Review of Issues during week from 9th to 16th June 2010.

  • On Wednesday 9th June we saw saturation of the OPN link to CERN, but this data flow was not seen in the experiment dashboards. It was traced to a user running jobs on the batch farm at CERN and copying data directly from Castor at RAL.
  • On Friday (11th) a problem was found with some newly deployed disk servers (mainly for CMS) which were then set to a draining state. These servers have been deployed using with SL5 & XFS. The problem was subsequently traced to a configuration issue on a port and the servers were returned to normal service on Monday. However, one disk server (gdss539 - part of CMSFarmRead) showed other problem and remains in 'draining'.
  • Over the weekend there was a problem with the top-bdii that affected (mainly, if not only) OPS VO SAM tests. This started during the night Friday-Saturday and was resolved late Saturday evening. The fix was to increase a size parameter within the BDII. This recent update to the BDII would have included this change but had not been applied. (There was a recurrence of BDII problems across the WLCG grid during Tuesday (15th) affecting many sites. Whilst this appeared similar it is believed to have a different cause not related to the RAL Tier1.)
  • The FTS was upgraded to version 2.2.4 this morning (16th June).

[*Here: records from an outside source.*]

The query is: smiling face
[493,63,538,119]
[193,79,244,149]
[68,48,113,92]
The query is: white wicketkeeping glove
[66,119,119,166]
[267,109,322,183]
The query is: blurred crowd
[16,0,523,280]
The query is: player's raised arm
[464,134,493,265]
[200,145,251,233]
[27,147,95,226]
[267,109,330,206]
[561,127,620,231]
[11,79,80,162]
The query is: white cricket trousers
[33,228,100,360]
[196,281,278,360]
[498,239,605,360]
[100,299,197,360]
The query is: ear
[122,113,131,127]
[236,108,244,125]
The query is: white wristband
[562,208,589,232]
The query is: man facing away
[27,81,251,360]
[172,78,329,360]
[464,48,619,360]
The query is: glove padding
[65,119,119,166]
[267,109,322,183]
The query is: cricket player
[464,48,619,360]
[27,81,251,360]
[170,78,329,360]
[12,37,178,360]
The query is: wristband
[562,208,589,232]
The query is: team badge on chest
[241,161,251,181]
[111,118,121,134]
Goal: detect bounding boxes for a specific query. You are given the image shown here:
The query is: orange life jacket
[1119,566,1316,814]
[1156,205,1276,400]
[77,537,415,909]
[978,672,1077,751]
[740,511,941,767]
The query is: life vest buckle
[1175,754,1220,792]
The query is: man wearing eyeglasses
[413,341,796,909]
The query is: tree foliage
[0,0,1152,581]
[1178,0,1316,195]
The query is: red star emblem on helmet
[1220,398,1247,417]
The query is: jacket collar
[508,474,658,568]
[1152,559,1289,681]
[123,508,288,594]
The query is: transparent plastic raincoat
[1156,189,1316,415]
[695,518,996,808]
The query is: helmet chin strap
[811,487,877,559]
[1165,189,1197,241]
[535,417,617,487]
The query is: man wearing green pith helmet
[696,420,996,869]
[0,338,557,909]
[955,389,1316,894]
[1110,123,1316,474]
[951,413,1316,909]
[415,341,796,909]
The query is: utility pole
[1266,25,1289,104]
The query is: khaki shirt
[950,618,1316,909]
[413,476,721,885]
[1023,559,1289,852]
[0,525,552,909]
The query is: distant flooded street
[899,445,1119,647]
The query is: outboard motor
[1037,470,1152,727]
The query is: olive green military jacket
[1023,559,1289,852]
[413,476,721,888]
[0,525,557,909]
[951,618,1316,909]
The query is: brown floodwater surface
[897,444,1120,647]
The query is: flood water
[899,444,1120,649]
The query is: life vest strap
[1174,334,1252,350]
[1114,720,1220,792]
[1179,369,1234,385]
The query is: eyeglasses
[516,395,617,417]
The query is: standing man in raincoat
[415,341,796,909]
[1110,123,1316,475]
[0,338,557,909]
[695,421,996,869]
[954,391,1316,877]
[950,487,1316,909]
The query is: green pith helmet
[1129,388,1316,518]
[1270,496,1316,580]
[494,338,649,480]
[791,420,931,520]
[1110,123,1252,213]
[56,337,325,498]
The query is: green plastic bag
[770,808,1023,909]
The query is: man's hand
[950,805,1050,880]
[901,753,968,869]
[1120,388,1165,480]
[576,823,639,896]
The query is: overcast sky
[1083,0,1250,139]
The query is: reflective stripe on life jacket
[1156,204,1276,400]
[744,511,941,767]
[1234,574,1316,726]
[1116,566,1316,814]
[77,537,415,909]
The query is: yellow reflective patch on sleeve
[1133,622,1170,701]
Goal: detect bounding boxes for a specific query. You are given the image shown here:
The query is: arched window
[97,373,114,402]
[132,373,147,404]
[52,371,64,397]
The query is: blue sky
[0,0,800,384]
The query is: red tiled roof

Current operational status and issues.

  • gdss67 (CMSFarmRead) had problems (FSPROBE errors) and was removed from service on morning of Thursday 20th May. The memory in this system was replaced but it is still showing problems and is being worked on.
  • On Monday 24th May gdss207 (AliceTape) was removed from service due to possible file system corruption. System not yet back in service. It is being rebuilt.
  • On Thursday 3rd June gdss474 (LHCbMDst) failed with a read only file system. Work is ongoing to resolve hardware issues on this system.
  • Gdss539 (CMSFarmRead) is still in a draining node as reported above.
  • Dust in the Computer Room - particularly the HPD room: As reported last week this comes from lagging on cold water pipes which is abrading in the high airflow in some locations close to the CRAC (Computer Room Air Conditioning) units. This is particularly bad in the HPD room. Investigations last Friday showed that a fitting a membrane around the lagging is a workable solution. we await further information as to when this could be done.

Declared in the GOC DB

  • Preventative maintenance work on transformers in R89 in two phases. In both cases an At Risk on the Tier1 site has been declared.
    • Monday - Wednesday 28-30 June. (Old date for LHC Technical Stop).
    • Monday - Thursday 19-22 July. (New dates for LHC Technical Stop).

Advanced warning:

The following items remain to be scheduled:

  • Closure of SL4 batch workers at RAL-LCG2 announced for the start of August.
  • Doubling of network link to network stack for tape robot and Castor head nodes.

Entries in GOC DB starting between 9th and 16th June 2010.

There were no unscheduled outages during the last week.

Service Scheduled? Outage/At Risk Start End Duration Reason
FTS, FTM SCHEDULED AT_RISK 16/06/2010 08:00 16/06/2010 12:00 4 hours At Risk during update to FTS version 2.2.4.